State v. Stephenson

JUSTICE LEAPHART

dissenting.

¶38 I dissent. The Court has glossed over the issue raised by the defendant in order to address an issue of its own making.

¶39 As the Court notes, the PSI contained recommendation No. 11 that “the Defendant shall pay a fine of $85.00 to the Community Service Program.” Stephenson objected to this fine, stating: “It’s not in the plea agreement. We’d object to that.” When the trial court imposed a suspended sentence along with the above condition, Stephenson moved to withdraw his plea “based on the fact of the imposition of the fine of $85 to the community service program.” The court, stating that it viewed the condition as a “surcharge fee,” denied the motion to withdraw the plea.

¶40 On appeal Stephenson raises one issue: “Did the district court err in not allowing the defendant to withdraw his guilty plea when the district court imposed a fine not included in the parties’ appropriate disposition plea agreement and the State did not support the plea agreement?” Stephenson’s prayer for relief states: “Stephenson would respectfully request this Court reverse and remand this case to the district court granting Mr. Stephenson the statutory and case law right to withdraw his guilty plea.”

¶41 From sentencing through appeal, Stephenson has consistently taken the position that since the District Court imposed a condition not contemplated by the plea agreement, the court should have advised him that it was rejecting the plea agreement and allowed him to withdraw his plea under § 46-12-211(2), MCA.

*72¶42 This Court appropriately concludes that the trial court did not reject the plea agreement and thus Stephenson is not entitled to withdraw his plea.
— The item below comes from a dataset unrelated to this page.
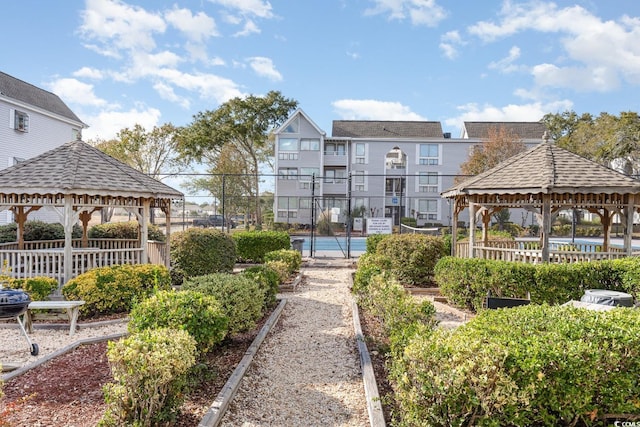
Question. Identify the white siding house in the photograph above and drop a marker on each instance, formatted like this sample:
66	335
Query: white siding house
32	121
Having so concluded, the only issue raised on appeal is resolved, and the judgment should be affirmed. The Court, however, goes on to address an issue not raised by Stephenson-i.e., whether, independently of a plea agreement, a sentencing court can, by way of a fine or a surcharge fee, direct that the defendant pay money to the community service program.

¶43 Although Stephenson does argue that since the plea agreement did not contemplate imposition of any fines, the court had no authority to simply recharacterize the PSI’s recommended $85 “fine” as a “surcharge fee,” he does not advance the broader argument that the court had no authority -under the rubric of either a fee or a fine to direct that the defendant pay money to the community service program.

¶44 Given that Stephenson did not raise this issue at sentencing or on appeal, I would simply conclude (as does the Court) that since the sentencing court did not reject the plea agreement, Stephenson is not entitled to withdraw his plea.

¶45 Finally, it should also be noted that the State, on appeal, filed a concession and waiver of the $85 fine. Thus, the Court’s insistence on addressing the legality of the fine is doubly gratuitous in that the issue was not raised by Stephenson and, to the extent it was relevant, was mooted by the State’s waiver.

JUSTICE RICE and JUSTICE MORRIS join in the dissent of JUSTICE LEAPHART.